Она стояла и смотрела, как из ран старика хлещет кровь и окрашивает ступени. Словно по волшебству, кровь эта ей успокоила сердце. Красное сияние высветлило, что сама она во всем виновата. И сразу ей полегчало. Думать, что виноват Андерс, было выше ее сил. Красная кровь и разливавшаяся заря мешались в одно, облегчая душу. Тьма рассеивалась.
Вот она убежала, а он доказал, что ее любит. И знают про это только она да старик.
Как менада, волосы разметав, стала она толкать, раскачивать, выламывать из ограды большой плоский камень. Потом минуту стояла, держа его обеими руками, прижимая к груди, как родное дитя, обращенное в камень чарами злого волшебника.
Советнику уже заволакивало взгляд. Что-то он еще хотел сказать. Надо было спешить. Боясь, что голос опять изменит, он проволок по земле правую руку и коснулся ее голой ноги. Такая чувствительная к прикосновениям, она даже не шелохнулась, будто не заметила. Она забыла о своем теле.
Девочка моя бедная, нежный, верный друг мой, — сказал он. — Послушай.

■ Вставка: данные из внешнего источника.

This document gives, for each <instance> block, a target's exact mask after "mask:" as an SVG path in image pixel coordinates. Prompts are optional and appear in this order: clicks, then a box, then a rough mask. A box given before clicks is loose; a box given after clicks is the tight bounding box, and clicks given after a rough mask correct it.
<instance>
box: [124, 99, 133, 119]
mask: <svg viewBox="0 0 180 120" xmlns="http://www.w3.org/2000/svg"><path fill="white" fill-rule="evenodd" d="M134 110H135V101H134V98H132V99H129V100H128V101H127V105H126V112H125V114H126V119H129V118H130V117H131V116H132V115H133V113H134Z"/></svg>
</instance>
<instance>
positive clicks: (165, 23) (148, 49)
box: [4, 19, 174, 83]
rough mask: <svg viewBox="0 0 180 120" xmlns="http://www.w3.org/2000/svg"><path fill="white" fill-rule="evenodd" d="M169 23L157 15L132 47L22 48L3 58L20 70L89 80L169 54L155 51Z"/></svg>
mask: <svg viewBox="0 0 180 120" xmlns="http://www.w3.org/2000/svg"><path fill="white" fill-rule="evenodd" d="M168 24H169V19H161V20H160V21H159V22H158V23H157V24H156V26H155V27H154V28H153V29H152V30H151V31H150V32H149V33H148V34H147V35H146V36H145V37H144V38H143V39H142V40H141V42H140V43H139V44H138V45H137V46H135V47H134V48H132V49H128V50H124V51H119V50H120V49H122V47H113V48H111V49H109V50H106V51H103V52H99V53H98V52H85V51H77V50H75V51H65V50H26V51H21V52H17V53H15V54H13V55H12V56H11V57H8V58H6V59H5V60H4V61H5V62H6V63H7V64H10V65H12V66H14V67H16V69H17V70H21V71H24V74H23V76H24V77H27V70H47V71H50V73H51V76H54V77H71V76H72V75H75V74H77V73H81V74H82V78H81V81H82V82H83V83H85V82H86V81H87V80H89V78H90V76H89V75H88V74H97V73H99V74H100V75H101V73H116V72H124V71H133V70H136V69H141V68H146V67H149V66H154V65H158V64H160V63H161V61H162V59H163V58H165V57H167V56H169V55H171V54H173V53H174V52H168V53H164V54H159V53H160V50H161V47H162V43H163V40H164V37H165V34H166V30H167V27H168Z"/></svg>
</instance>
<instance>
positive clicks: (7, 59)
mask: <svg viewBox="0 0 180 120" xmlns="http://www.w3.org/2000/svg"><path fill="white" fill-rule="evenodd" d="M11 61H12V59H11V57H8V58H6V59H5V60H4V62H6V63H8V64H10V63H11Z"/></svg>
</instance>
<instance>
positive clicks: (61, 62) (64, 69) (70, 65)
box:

Все хорошо, все, все!
Блаженны, — сказал он, — блаженны мы с тобою, Франсина. Блаженны куклы. Марионетки.
Ему пришлось перевести дух, еще так много надо было сказать ей.
Он выдавил, очень медленно:
— В жизни одна задача — что-нибудь значить. В смерти одно утешение — наше значение.
Больше он ничего не мог и ударился о ступеньку лицом.
И Франсина поняла. Он собирается ей вдолбить, что жизнь хороша и прекрасна, но нет, теперь ее не проведешь. Ему понадобилось, чтобы мир был прекрасен, и ведь он еще наколдует, старый колдун, и так и обернется, и он еще о красотах природы станет рассказывать. Он уже не раз такое с нею проделывал. Сейчас он поведает, что нынче день ее свадьбы и ей улыбаются земля и небеса. А этот мир готовит Андерсу петлю.
— Ты! — крикнула она. — Поэт!
Она обеими руками подняла камень над головой и швырнула вниз.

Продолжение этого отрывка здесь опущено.